Es schmeckte … ungewöhnlich. Anders als alles, was Failan bisher in seinem Leben gegessen hatte. Der Geruch erinnerte ihn ein wenig an die Wirtshäuser in den Bergen, in die er sich hin und wieder gewagt hatte, während er auf seinen Streifzügen war. Aber Failan war nie mutig genug gewesen, dort etwas zu essen. Er hätte ohnehin nichts gehabt, was er dagegen hätte eintauschen können.
»Was genau ist geschehen, Greif? Was haben die Feen vor?«
Failan schluckte den Bissen hinunter, den er im Mund hatte, und sah zu Rakhanis auf, der wie ein Rachedämon neben dem Bett aufragte.

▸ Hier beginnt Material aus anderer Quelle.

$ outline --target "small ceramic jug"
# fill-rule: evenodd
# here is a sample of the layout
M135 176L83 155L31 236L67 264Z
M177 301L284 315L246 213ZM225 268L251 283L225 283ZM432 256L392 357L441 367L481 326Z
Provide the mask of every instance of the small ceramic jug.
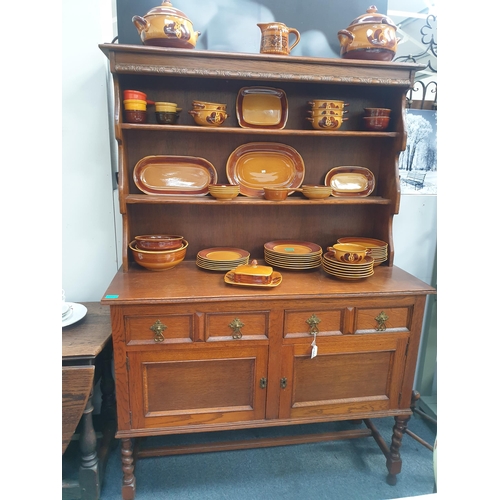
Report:
M258 23L261 31L260 53L280 54L287 56L299 43L300 33L295 28L289 28L283 23ZM295 41L289 45L288 37L295 35Z

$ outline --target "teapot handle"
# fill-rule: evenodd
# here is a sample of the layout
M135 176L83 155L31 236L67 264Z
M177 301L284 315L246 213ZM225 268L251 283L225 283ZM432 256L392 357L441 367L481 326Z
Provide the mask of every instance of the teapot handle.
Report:
M340 38L341 36L345 36L348 38L348 44L350 44L354 40L354 35L348 30L340 30L338 32L338 37Z
M149 21L146 21L141 16L134 16L132 18L132 22L134 23L135 27L137 28L137 31L142 33L143 31L147 31L149 29Z
M288 28L289 33L293 33L295 35L295 42L290 45L288 48L289 52L300 42L300 33L295 28Z

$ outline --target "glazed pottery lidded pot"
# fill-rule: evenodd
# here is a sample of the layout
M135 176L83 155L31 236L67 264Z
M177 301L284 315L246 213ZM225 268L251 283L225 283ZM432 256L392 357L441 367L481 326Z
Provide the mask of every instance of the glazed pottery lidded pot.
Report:
M397 26L372 5L366 13L351 22L347 29L338 32L340 57L343 59L371 59L392 61L396 55L399 38Z
M144 17L132 17L144 45L194 49L200 36L194 31L189 18L172 6L170 0L163 0L158 7L153 7Z

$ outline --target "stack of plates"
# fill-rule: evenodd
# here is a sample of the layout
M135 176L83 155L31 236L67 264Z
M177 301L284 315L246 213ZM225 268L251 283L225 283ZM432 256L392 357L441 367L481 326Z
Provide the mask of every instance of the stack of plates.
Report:
M248 264L250 253L241 248L214 247L200 250L196 265L211 271L231 271L242 264Z
M359 280L373 276L373 257L365 257L356 264L335 260L333 252L323 255L323 269L326 273L342 280Z
M382 240L376 240L374 238L363 238L351 237L351 238L339 238L337 240L339 243L355 243L356 245L362 245L370 249L370 257L373 257L373 266L377 267L382 262L387 260L387 243Z
M271 266L286 269L320 267L322 254L319 245L308 241L277 240L264 245L264 260Z

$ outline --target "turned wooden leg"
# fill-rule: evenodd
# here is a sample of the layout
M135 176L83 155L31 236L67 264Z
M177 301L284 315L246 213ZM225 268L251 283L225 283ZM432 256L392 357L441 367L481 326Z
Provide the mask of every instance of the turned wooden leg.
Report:
M131 439L122 439L122 498L123 500L134 500L135 498L135 476L134 457Z
M399 448L409 420L410 417L394 417L395 424L392 428L391 447L386 461L387 470L389 471L386 481L390 485L396 484L396 474L401 472L402 461L399 455Z
M101 415L105 422L116 421L115 380L111 370L111 360L112 351L109 349L105 353L101 375Z
M82 431L79 439L81 454L79 482L82 500L97 500L101 493L99 460L97 458L97 436L92 421L93 410L91 391L87 405L83 411L81 420Z

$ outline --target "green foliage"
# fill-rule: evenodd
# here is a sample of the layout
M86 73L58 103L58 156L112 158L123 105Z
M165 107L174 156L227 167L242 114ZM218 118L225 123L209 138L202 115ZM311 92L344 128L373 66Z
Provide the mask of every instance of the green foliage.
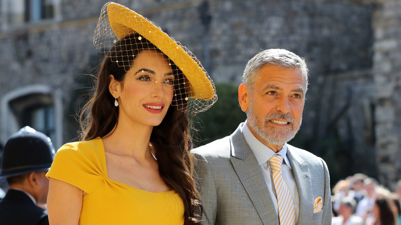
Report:
M198 146L230 135L246 119L238 103L238 86L217 83L215 86L217 101L194 119L194 126L198 132L192 136L195 137L195 144Z

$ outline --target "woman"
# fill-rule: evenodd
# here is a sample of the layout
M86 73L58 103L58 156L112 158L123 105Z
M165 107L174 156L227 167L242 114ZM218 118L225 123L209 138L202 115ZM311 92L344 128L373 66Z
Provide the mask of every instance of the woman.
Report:
M190 52L122 6L104 6L95 36L114 46L83 111L83 141L63 145L47 175L50 223L198 224L187 115L215 101L213 82Z

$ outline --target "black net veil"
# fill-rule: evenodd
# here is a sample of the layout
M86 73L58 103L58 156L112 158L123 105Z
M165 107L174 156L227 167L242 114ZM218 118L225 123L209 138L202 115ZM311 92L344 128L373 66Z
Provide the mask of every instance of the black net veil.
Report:
M166 59L174 75L171 105L190 116L206 111L217 101L214 84L195 55L125 6L109 2L103 7L93 42L100 52L125 71L143 51Z

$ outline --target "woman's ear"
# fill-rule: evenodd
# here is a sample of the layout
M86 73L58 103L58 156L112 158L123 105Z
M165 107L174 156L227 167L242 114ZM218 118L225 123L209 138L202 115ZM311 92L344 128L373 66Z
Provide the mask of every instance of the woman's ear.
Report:
M241 109L246 112L249 107L249 91L245 84L241 84L238 88L238 102Z
M114 76L113 74L111 74L108 77L110 79L110 82L108 83L108 91L110 91L110 93L113 97L118 98L121 89L121 84L119 81L114 79Z

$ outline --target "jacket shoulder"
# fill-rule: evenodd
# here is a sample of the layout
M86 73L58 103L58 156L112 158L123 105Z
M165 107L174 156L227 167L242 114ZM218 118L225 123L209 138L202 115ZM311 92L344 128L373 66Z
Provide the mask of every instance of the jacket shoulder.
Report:
M206 158L216 157L229 157L231 152L230 136L218 139L192 149L191 152Z

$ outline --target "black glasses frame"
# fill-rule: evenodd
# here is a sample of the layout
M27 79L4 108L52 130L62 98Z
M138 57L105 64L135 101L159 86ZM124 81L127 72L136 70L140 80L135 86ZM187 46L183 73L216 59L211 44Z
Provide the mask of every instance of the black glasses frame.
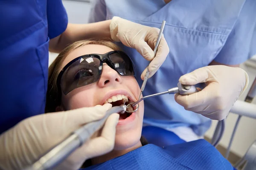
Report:
M70 62L68 63L67 63L63 68L61 70L61 71L60 72L60 73L59 73L59 74L57 78L57 88L58 88L58 91L60 92L61 91L59 91L59 90L61 90L61 77L62 76L62 75L65 72L65 71L67 69L67 68L69 68L69 67L70 66L70 65L71 65L72 64L73 64L74 62L76 62L76 61L80 60L82 58L84 58L84 57L96 58L98 59L100 61L100 65L99 65L100 66L103 66L103 63L105 63L107 64L108 64L108 65L109 67L110 67L111 68L112 68L113 69L116 71L118 73L118 74L119 74L119 75L120 75L122 76L123 76L123 75L120 74L120 73L119 73L119 72L116 70L116 68L115 67L114 64L112 62L112 61L110 60L110 58L109 58L109 56L110 55L113 54L115 54L115 53L120 54L121 56L125 55L125 56L126 56L128 59L130 59L130 60L131 61L131 62L132 64L132 65L133 66L133 68L134 70L133 70L134 73L134 76L135 76L135 75L136 75L136 70L135 69L134 63L132 61L132 60L131 60L131 58L124 52L120 51L114 51L109 52L108 53L105 53L103 54L86 54L86 55L84 55L83 56L79 56L78 57L76 58L75 59L73 59L72 60L71 60ZM102 68L102 69L100 71L100 76L101 76L101 74L102 74L102 70L103 70L103 68Z

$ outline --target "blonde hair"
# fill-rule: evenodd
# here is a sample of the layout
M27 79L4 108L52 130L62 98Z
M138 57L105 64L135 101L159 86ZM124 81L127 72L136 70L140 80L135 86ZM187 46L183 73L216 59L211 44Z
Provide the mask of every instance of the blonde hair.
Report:
M79 41L65 48L51 64L48 69L48 88L46 95L45 113L55 112L56 108L61 105L61 93L59 91L61 89L58 89L57 78L60 70L61 68L61 67L63 61L72 51L89 44L102 45L109 47L114 51L121 50L119 47L113 42L105 40Z

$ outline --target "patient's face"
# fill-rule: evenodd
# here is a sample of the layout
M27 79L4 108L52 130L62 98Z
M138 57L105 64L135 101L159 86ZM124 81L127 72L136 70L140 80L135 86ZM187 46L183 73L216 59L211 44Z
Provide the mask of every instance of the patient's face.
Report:
M88 45L81 47L69 54L64 61L61 68L78 57L89 54L104 54L112 51L112 49L102 45ZM67 95L62 93L62 105L67 110L103 105L107 102L112 102L113 106L120 105L118 101L120 102L126 96L129 102L137 101L140 92L134 76L121 76L104 63L98 82L75 89ZM116 126L114 149L125 149L140 142L143 113L144 103L142 102L136 112L131 114L120 114Z

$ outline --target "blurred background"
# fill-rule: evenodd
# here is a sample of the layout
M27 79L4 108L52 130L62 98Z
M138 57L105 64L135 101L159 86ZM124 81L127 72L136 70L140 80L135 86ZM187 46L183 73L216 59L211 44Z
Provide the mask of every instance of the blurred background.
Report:
M86 23L90 13L90 1L93 0L63 0L63 4L67 12L69 22L73 23ZM49 65L58 54L49 53ZM240 67L249 75L250 83L246 91L240 97L244 101L254 79L256 76L256 55L250 60L241 64ZM256 104L256 99L253 101ZM230 113L226 121L226 127L224 136L221 141L218 149L224 153L227 147L233 129L238 116ZM217 121L213 121L210 129L205 134L206 139L210 140L213 134ZM243 116L240 120L234 141L231 148L229 158L232 162L236 162L245 153L248 147L256 140L256 119Z

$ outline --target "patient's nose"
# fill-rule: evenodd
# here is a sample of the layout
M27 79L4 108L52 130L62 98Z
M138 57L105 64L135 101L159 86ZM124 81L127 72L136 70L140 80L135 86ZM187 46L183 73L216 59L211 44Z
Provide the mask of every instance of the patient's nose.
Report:
M100 87L114 85L122 82L121 76L114 70L107 65L104 65L102 73L99 81L99 86Z

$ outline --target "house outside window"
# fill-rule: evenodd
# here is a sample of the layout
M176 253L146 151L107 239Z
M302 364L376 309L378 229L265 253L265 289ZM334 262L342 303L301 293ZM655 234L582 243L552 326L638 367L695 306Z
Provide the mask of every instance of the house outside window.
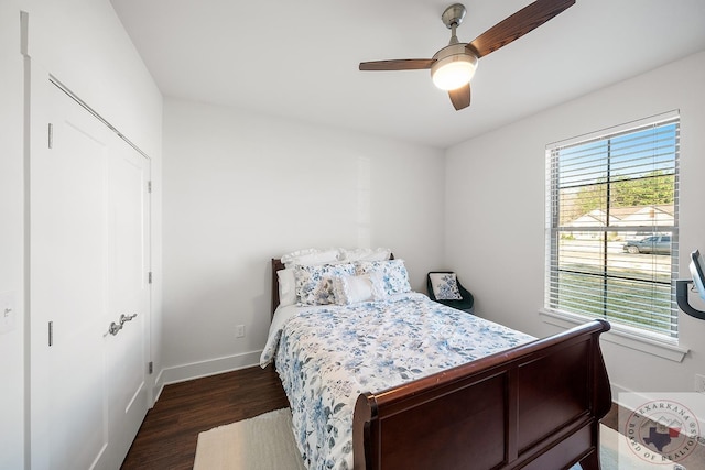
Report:
M544 307L677 342L680 121L546 146Z

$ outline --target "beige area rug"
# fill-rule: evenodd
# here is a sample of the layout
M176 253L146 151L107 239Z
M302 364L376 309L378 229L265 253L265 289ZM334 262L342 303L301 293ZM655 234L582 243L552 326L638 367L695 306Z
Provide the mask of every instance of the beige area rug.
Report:
M698 446L702 447L702 446ZM627 439L601 426L603 470L705 470L703 449L681 462L650 463ZM198 435L194 470L305 470L291 427L289 408L220 426ZM579 466L573 469L579 469Z
M289 408L198 435L194 470L305 470Z

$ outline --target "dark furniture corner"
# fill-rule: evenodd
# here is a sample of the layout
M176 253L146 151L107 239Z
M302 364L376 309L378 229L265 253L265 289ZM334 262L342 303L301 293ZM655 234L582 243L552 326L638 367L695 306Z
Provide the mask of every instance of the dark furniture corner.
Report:
M455 280L458 283L458 291L460 291L460 296L463 298L459 300L438 300L436 298L436 296L433 294L433 285L431 285L431 276L430 276L430 274L435 274L435 273L452 274L454 273L454 271L431 271L429 274L426 274L426 291L429 293L429 297L432 300L437 302L438 304L447 305L448 307L457 308L458 310L464 310L464 311L467 311L468 314L471 314L473 305L475 305L475 298L473 297L473 294L470 294L468 289L463 287L463 284L460 284L460 280L458 280L457 274L455 276Z

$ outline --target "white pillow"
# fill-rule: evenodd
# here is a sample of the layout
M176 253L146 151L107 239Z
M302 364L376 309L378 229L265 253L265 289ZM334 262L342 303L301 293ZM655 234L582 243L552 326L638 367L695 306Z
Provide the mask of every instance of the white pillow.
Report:
M404 266L404 260L388 261L356 261L356 274L380 273L383 288L387 295L404 294L411 292L409 273Z
M326 264L336 263L340 259L340 249L328 248L325 250L318 250L310 248L306 250L297 250L291 253L286 253L281 258L282 263L286 267L294 267L296 264Z
M389 248L356 248L340 250L340 259L345 261L384 261L389 260L392 251Z
M386 297L379 273L361 276L343 275L333 278L333 293L337 305L380 300Z
M436 300L462 300L463 296L458 289L458 281L455 273L431 273L429 274L433 295Z
M276 272L279 277L279 305L294 305L296 303L296 278L294 270L280 270Z

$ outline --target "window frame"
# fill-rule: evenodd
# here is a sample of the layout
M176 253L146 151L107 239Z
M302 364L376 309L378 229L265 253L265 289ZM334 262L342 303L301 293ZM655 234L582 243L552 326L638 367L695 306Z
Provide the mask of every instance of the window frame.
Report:
M650 128L663 127L669 124L675 124L675 151L673 153L673 159L669 159L670 162L673 163L673 225L668 227L668 230L664 232L670 232L672 237L672 250L670 254L670 320L671 327L670 330L664 331L654 331L653 329L641 328L639 326L633 326L629 324L622 324L618 320L609 318L608 309L604 308L601 316L600 315L588 315L584 313L570 311L566 309L562 309L558 307L558 300L561 294L556 294L560 283L558 274L561 272L560 266L560 253L558 253L558 234L562 229L565 227L561 226L560 222L560 209L561 209L561 179L562 175L561 170L556 171L557 167L557 159L560 150L571 149L571 147L579 147L581 145L587 145L597 141L606 141L611 140L618 136L623 136L625 134L637 134L638 132L648 130ZM668 343L672 346L677 346L679 343L679 331L677 331L677 320L679 320L679 307L675 300L675 281L679 277L679 181L680 181L680 113L677 110L670 111L666 113L658 114L654 117L641 119L638 121L625 123L621 125L611 127L601 131L593 132L590 134L585 134L576 138L572 138L568 140L551 143L546 145L546 215L545 215L545 281L544 281L544 306L541 310L543 315L546 316L549 323L555 324L556 320L563 319L568 323L576 321L585 321L592 318L606 318L610 320L612 324L612 329L616 332L627 335L630 338L643 338L649 341L655 341L657 343ZM609 161L610 156L606 157ZM609 186L611 183L611 176L607 175L606 181ZM564 175L565 177L565 175ZM637 179L633 178L629 179ZM606 207L618 207L617 205L606 204ZM603 226L597 228L590 228L588 231L594 230L598 233L604 233L606 239L608 232L612 232L615 227L609 225L609 221L605 221ZM583 227L581 227L582 229ZM652 226L655 228L655 226ZM576 230L578 231L578 230ZM619 230L617 230L619 231ZM607 269L605 267L605 272ZM608 274L603 274L605 278L609 277ZM654 284L655 281L651 282ZM552 292L553 289L553 292ZM609 296L607 297L609 298ZM607 300L606 300L607 302ZM663 318L666 318L666 315L663 315ZM561 323L561 321L557 321ZM563 321L565 323L565 321ZM680 349L679 349L680 350Z

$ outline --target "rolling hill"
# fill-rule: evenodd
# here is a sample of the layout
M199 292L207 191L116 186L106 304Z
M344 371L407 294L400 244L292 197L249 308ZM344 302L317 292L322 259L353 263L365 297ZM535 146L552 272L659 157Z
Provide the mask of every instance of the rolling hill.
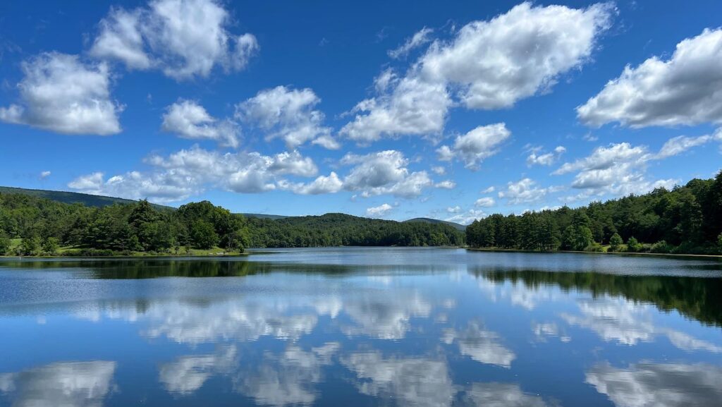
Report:
M113 204L130 204L134 203L135 201L132 200L126 200L124 198L116 198L113 197L104 197L101 195L92 195L90 194L82 194L80 192L70 192L67 191L50 191L48 189L28 189L25 188L16 188L14 187L0 187L0 194L22 194L25 195L30 195L32 197L38 197L40 198L45 198L51 200L52 201L63 202L63 203L81 203L86 206L102 207L104 206L110 205ZM175 210L175 208L170 206L165 206L157 204L152 204L154 207L157 209L166 209ZM271 219L277 220L279 219L290 219L296 218L305 218L304 216L286 216L283 215L270 215L265 213L241 213L243 216L246 218L257 218L258 219ZM413 219L409 219L408 220L404 220L404 222L422 222L425 223L443 223L446 225L450 225L453 226L457 230L464 231L466 229L466 226L464 225L460 225L458 223L455 223L453 222L447 222L445 220L440 220L438 219L432 219L430 218L414 218Z

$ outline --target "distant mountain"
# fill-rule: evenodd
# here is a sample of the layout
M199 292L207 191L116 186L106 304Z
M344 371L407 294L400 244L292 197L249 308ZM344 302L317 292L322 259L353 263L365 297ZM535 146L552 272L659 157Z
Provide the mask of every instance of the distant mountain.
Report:
M258 219L285 219L286 218L290 218L289 216L284 216L283 215L267 215L266 213L241 213L243 216L246 218L258 218Z
M91 195L90 194L81 194L80 192L69 192L66 191L50 191L47 189L27 189L25 188L15 188L13 187L0 187L0 194L22 194L25 195L30 195L32 197L38 197L40 198L45 198L51 200L52 201L56 201L63 203L81 203L86 206L92 206L96 207L101 207L104 206L110 205L113 204L131 204L136 201L132 200L126 200L124 198L116 198L113 197L103 197L101 195ZM175 208L170 206L165 206L161 205L152 204L154 207L157 209L170 209L175 210ZM265 213L241 213L243 216L246 218L257 218L258 219L271 219L273 220L277 220L280 219L286 219L287 221L292 223L303 223L305 222L313 222L315 219L318 218L318 216L285 216L283 215L268 215ZM336 215L341 217L344 220L347 220L345 217L349 217L349 218L361 219L357 216L352 216L351 215L345 215L342 213L327 213L323 216L326 215ZM364 218L365 219L365 218ZM460 225L454 222L447 222L446 220L440 220L438 219L431 219L430 218L414 218L413 219L409 219L408 220L404 220L404 222L422 222L425 223L443 223L445 225L449 225L456 228L457 230L464 231L466 230L466 226L464 225Z
M113 197L103 197L100 195L91 195L90 194L81 194L79 192L68 192L66 191L48 191L46 189L26 189L25 188L14 188L12 187L0 187L0 194L22 194L30 195L39 198L45 198L51 201L63 203L81 203L85 206L92 206L101 207L113 204L129 204L136 201L126 200L123 198L115 198ZM170 206L153 204L153 206L158 209L174 209Z
M443 223L445 225L449 225L450 226L453 226L456 230L464 231L466 230L466 226L461 225L461 223L457 223L456 222L448 222L447 220L440 220L439 219L432 219L431 218L414 218L413 219L409 219L408 220L404 220L404 222L423 222L425 223Z

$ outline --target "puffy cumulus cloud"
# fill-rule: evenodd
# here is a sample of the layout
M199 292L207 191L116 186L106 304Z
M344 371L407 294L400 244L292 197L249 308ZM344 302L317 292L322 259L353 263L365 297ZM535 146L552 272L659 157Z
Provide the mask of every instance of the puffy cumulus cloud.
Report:
M277 176L307 177L318 172L313 161L297 151L272 156L221 154L195 146L168 157L152 155L145 161L151 171L130 171L107 180L103 173L93 173L75 179L68 187L89 194L167 202L199 193L206 186L240 193L271 191L277 188Z
M451 179L445 179L444 181L437 182L434 184L434 187L442 189L453 189L456 187L456 183Z
M334 194L341 191L344 187L343 181L339 176L331 171L329 176L321 175L309 183L289 182L286 180L279 181L282 189L292 191L303 195L318 195L321 194Z
M112 389L116 362L58 362L0 374L13 406L100 406Z
M427 44L431 41L431 34L433 33L434 30L431 28L427 28L426 27L422 28L420 30L417 32L410 38L407 38L403 44L399 46L396 49L392 49L388 51L388 56L393 59L403 58L411 52L412 50L416 49L424 44Z
M342 136L366 145L383 137L441 132L452 104L445 85L409 76L387 86L393 89L354 107L357 115L342 128Z
M340 145L331 136L331 129L323 125L323 113L315 109L319 103L321 98L310 89L277 86L237 105L235 116L266 132L266 140L282 139L291 149L311 142L337 150Z
M393 210L393 207L385 203L367 208L366 210L366 216L369 218L383 218L392 210Z
M341 134L360 143L438 134L455 97L469 108L497 109L547 91L589 59L613 12L608 4L523 3L491 20L470 22L451 40L435 41L401 77L388 71L380 76L378 94L355 106ZM406 43L418 46L425 36L422 30Z
M526 165L528 166L551 166L554 163L562 154L564 154L567 151L567 149L564 146L557 146L554 149L553 153L545 153L544 154L539 154L538 151L532 151L531 154L526 157Z
M153 0L112 9L99 24L90 54L131 69L157 69L175 80L207 77L214 67L244 69L258 50L252 34L227 30L230 17L214 0Z
M458 205L456 205L456 206L450 206L450 207L448 207L446 208L446 212L448 212L449 213L458 213L461 212L461 207L460 207Z
M361 191L365 197L384 194L417 197L424 189L433 186L426 171L410 172L404 153L394 150L365 155L347 154L341 163L355 165L344 179L344 188Z
M453 147L443 145L436 151L442 161L456 157L467 168L477 170L484 159L499 151L500 145L510 135L511 132L504 123L479 126L466 134L458 136Z
M508 108L586 62L614 12L609 4L570 9L522 3L464 25L449 43L435 43L419 61L422 74L458 87L468 108Z
M665 142L659 150L656 158L664 159L674 155L678 155L690 148L703 145L712 141L722 142L722 128L718 129L713 134L705 134L697 137L677 136Z
M482 210L470 209L466 212L460 212L453 216L450 216L444 219L447 222L454 222L462 225L468 225L477 219L486 218L487 213Z
M706 364L601 363L586 372L586 382L617 407L703 407L722 400L722 369Z
M463 406L485 407L545 407L544 400L526 393L512 383L474 383L464 391Z
M510 181L507 184L505 191L500 191L500 198L505 198L512 205L523 202L536 202L549 192L555 192L555 188L541 188L536 187L536 182L531 179L524 178L516 182Z
M110 98L105 64L77 56L45 53L22 63L20 102L0 108L0 120L67 134L109 135L121 132L123 106Z
M496 201L494 198L484 197L483 198L479 198L477 202L474 202L474 206L477 207L490 207L496 205Z
M206 139L224 147L238 147L238 126L230 120L219 121L193 100L179 100L166 108L161 129L186 139Z
M666 141L658 153L644 145L628 142L598 147L587 157L565 163L552 173L562 175L575 172L573 188L581 190L575 196L565 199L575 200L606 194L640 194L657 187L671 188L675 179L650 181L646 171L650 162L664 160L713 140L722 140L721 132L698 137L679 136Z
M671 57L627 65L601 92L577 108L581 121L632 127L722 122L722 29L677 45Z
M450 406L456 393L443 360L385 358L373 351L342 356L341 363L356 375L359 392L401 406Z
M448 345L456 342L461 354L481 363L508 369L516 359L514 352L500 343L497 333L483 329L477 322L469 322L461 332L453 328L445 330L442 341Z

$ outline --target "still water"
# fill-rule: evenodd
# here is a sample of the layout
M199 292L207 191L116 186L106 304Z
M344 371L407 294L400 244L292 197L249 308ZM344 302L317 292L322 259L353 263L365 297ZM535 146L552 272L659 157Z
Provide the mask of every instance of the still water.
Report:
M722 262L6 259L0 406L722 406Z

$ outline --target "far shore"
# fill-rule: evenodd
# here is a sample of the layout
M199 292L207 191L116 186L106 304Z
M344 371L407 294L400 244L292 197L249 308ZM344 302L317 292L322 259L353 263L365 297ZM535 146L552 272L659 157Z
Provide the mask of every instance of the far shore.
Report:
M623 254L632 256L664 256L675 257L708 257L710 259L722 259L720 254L681 254L672 253L638 253L633 252L581 252L578 250L522 250L521 249L501 249L495 247L467 247L466 250L473 252L516 252L518 253L582 253L584 254Z

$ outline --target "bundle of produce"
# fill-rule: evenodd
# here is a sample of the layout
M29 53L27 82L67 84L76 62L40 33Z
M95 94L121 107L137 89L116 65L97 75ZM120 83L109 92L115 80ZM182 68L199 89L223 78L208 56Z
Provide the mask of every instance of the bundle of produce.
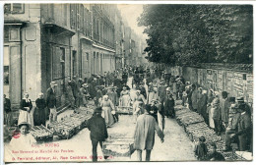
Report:
M53 132L44 126L34 126L31 129L31 134L37 142L50 141L53 139Z
M187 108L183 108L179 111L176 111L176 117L182 116L184 114L191 113L191 111Z
M116 112L118 114L133 114L133 108L131 106L116 106Z
M109 137L103 141L102 147L105 156L130 157L134 152L133 138Z
M184 107L183 107L182 105L176 105L176 106L174 107L174 110L175 110L175 111L179 111L179 110L182 110L182 109L184 109Z
M188 125L185 129L186 129L185 130L186 133L191 133L194 130L207 130L209 128L206 123L202 122L202 123Z
M245 161L246 159L239 156L235 152L222 152L223 156L227 161Z
M182 100L176 100L175 101L175 105L181 105L182 104Z
M75 128L67 126L65 122L54 122L48 128L61 138L70 138L75 134Z
M187 113L184 116L177 117L177 120L184 126L204 122L204 118L197 113Z

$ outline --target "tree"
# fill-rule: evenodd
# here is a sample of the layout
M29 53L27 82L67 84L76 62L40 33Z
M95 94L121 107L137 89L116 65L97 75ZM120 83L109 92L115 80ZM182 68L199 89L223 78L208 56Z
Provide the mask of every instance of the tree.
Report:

Plötzlich wünschte er sich, er wäre nicht so überstürzt aufgebrochen. Vielleicht hätte er dann noch etwas mehr darüber herausfinden können, was genau die Feen vorhatten.
»Ich weiß nur, dass die Feen Fengard zurückerobern wollen. Sie wollen einen Krieg.«
»Was sonst?«, knurrte Rakhanis.
Failan schüttelte den Kopf. »Ich … ich weiß es nicht, es tut mir leid. Cadfael … der Feenkönig, er hatte eine Flasche mit einer roten Flüssigkeit, wie Blut. Es schien wichtig, ich konnte es fühlen. Und Fahal …« Es fiel ihm zunehmend schwerer, die Augen offen zu halten. Es war so lange her, dass er Gelegenheit gehabt hatte, sich auszuruhen. Und nun, da sein Bauch gefüllt war und seine Füße nicht mehr so schmerzten. Er riss die Augen auf, als ihm die Schale mit Essen aus der Hand genommen wurde, und blickte verwirrt um sich. Doch es war nur Rakhanis, der mit undurchdringlicher Miene auf ihn herabsah.
»Ruh dich aus, Failan.«
Failan schüttelte den Kopf und setzte sich auf. »Aber die Feen …«
Rakhanis drückte ihn mit einer Hand auf der Schulter zurück in die Kissen. »Du kannst kaum einen klaren Gedanken fassen. Ruh dich aus. Dann reden wir weiter.«
Es klang vernünftig und Failan ertappte sich dabei, wie er zustimmend nickte, während ihm bereits wieder die Augen zufielen.